Emma McKinney interviews Razia, mother to a child with a disability, about R caring and advocating for a child with a disability
Razia is mother to Nura who has Cerebral Palsy with quadriplegia and Global Developmental Delay, which resulted from a lack of oxygen before and during birth. Nura had a difficult start as a newborn. In addition, Nura has Cortical Visual Impairment, which makes it difficult to understand what she is able to see as she is unable to verbalise what is visible. Five days after her birth, Nura was taken off life support, but she pulled through.
Together with her husband, Razia tried many traditional therapies including occupational therapy and physiotherapy. They also explored alternative therapies such as behavioural neuro- feedback therapy. Razia reflected on how Nura received physiotherapy as a newborn before they left hospital.

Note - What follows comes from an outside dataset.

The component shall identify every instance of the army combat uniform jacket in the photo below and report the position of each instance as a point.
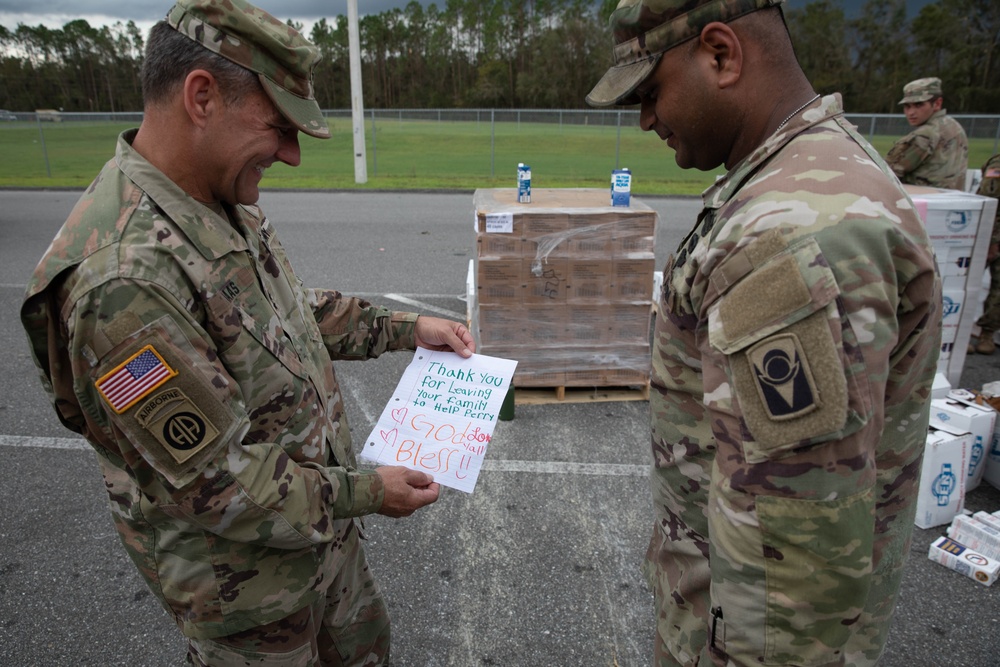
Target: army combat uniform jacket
(181, 345)
(935, 154)
(792, 364)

She shared how they integrate physiotherapy in all daily activities including dressing, feeding and moving. Nura uses hand and wrist braces, and foot orthotics. She has had some significant surgeries including a spinal fusion in 2015. These surgeries are always very scary as Nura has experienced seizures while under anaesthesia. The risk of complications, including infection, is high.
Razia and her husband know Nura better than any healthcare professional. They know when something is wrong (such as when she stops eating or gets very sleepy). When asked for advice for other parents of children with disabilities, Razia highlighted that all children are different; however, here are some ideas she wanted to share:
- Allow yourself to grieve.
- Don’t bombard yourself with too much medical information.

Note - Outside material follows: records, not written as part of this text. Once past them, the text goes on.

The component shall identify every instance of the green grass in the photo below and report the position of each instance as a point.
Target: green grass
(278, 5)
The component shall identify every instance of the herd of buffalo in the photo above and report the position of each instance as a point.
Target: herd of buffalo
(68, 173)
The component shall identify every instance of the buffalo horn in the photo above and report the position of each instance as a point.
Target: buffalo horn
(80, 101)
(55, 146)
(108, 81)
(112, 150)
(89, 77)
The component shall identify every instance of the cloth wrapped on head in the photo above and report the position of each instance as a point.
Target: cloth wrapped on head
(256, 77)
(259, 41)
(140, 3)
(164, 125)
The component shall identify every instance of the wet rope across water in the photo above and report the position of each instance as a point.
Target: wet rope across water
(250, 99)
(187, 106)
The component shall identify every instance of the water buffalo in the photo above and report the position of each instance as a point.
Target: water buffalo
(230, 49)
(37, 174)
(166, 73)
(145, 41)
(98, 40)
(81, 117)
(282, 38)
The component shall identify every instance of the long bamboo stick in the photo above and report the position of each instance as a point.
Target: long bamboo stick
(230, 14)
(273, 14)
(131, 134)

- While information is important, it is also vital to remember that your baby is still your baby and that you need to bond with them.
- Even though time in the intensive care is emotional, focus on your baby.
- Try to nurse if you are able. But, also be prepared that your baby might not be able to nurse if they are premature or have a medical condition that prevents them from latching. Try Kangaroo Mother Care to help with bonding if you can.
- Realise that you cannot “fix” your child. Trying to get them to “fit into” a neurotypical world is not helpful.
- Don’t focus on the “normal” developmental milestones, let them go.
- Parents need to trust themselves as they know what is best for their children.
- Talk about future issues sooner rather than later, such as hysterectomies, which can be very emotional topics and require time to process.
- While the path that every parent walks may be similar, their footsteps and pace will differ. Some arrive sooner while others later and that is okay.
- Listen to adults with disabilities.
- Speak with your child and include them in decisions about their bodies and health, especially when they are older. Don’t underestimate how much they take in and understand.